(写真:CFoto/アフロ)

 米アップルが電気自動車(EV)「Apple Car」の開発プロジェクトを中止する決定を下したと、米ブルームバーグ通信などが2月27日に報じた

 主力スマートフォン「iPhone」の次に来るヒット商品と期待し、10年わたる開発を続けてきたが、EV市場の冷え込みやAI(人工知能)への経営資源集中といった、昨今の状況が重なり計画を断念することを決めた。自動車部門の多くの従業員はAI部門に移る。

社内でプロジェクト中止を発表

 ブルームバーグによると、アップルは2月27日に社内でプロジェクトの中止を明らかにした。同プロジェクトには約2000人の従業員が携わっており、今回の告知は彼らにとって大きな驚きとなった。関係者によると、COO(最高執行責任者)のジェフ・ウィリアムズ氏と技術担当副社長のケビン・リンチ氏によって社員に伝えられた。

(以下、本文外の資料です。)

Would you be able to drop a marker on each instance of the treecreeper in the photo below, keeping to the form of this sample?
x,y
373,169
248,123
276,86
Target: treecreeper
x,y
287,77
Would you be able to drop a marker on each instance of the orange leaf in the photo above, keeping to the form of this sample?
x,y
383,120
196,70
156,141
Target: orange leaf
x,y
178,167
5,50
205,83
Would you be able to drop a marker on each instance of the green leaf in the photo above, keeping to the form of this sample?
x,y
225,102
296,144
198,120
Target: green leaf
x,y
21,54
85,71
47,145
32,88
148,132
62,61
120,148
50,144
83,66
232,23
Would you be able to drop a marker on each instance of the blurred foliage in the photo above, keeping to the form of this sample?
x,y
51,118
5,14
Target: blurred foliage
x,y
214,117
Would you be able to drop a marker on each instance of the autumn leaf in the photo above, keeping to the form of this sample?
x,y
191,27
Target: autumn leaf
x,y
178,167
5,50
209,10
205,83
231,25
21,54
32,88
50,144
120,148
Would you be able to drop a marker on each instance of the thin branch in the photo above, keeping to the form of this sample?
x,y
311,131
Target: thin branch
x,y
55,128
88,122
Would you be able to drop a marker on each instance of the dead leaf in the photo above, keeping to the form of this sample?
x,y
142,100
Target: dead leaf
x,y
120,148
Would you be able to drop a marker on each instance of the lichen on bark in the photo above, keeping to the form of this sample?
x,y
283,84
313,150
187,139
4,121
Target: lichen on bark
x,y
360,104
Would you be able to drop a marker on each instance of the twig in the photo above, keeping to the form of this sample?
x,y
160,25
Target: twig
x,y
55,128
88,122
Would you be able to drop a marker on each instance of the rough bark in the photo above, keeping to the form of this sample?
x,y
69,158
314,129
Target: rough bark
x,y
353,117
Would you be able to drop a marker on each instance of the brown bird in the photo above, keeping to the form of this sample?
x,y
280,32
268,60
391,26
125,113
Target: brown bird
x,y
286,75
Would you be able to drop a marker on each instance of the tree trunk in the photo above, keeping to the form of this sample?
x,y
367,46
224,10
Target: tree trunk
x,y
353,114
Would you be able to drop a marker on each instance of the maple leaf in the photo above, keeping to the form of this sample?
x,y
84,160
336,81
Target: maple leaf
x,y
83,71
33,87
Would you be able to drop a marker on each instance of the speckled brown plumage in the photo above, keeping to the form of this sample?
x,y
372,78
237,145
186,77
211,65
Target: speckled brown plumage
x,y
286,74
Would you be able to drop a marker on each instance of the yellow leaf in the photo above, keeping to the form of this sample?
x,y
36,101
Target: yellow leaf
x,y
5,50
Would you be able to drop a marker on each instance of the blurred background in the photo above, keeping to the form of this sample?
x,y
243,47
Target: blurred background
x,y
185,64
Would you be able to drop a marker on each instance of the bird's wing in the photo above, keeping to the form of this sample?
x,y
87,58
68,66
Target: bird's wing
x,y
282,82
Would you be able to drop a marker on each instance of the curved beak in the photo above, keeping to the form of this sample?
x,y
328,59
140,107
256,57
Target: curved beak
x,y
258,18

 2人の幹部は、プロジェクトが段階的に縮小されること、EV開発チームの多くの社員が、機械学習(マシンラーニング)およびAI戦略担当上級副社長のジョン・ジャナンドレア氏率いるAI部門に移籍することを伝えた。EVチームには、数百人のハードウェアエンジニアと車両デザイナーもいる。一部についてはレイオフ(一時解雇)が実施されるが、その人数は分かっていないという。

10年におよぶApple Carの歴史に幕

 アップルは2014年に「Project Titan(プロジェクト・タイタン)」と呼ばれる自動運転EV開発の取り組みを始めたとされる。同社は当初、ハンドルやアクセルなどのペダル類を備えず、搭乗者がリムジンのように向かい合って座る完全自動運転車を目指していた。だがその後、この構想が現在の技術では実現不可能であるという現実に直面した。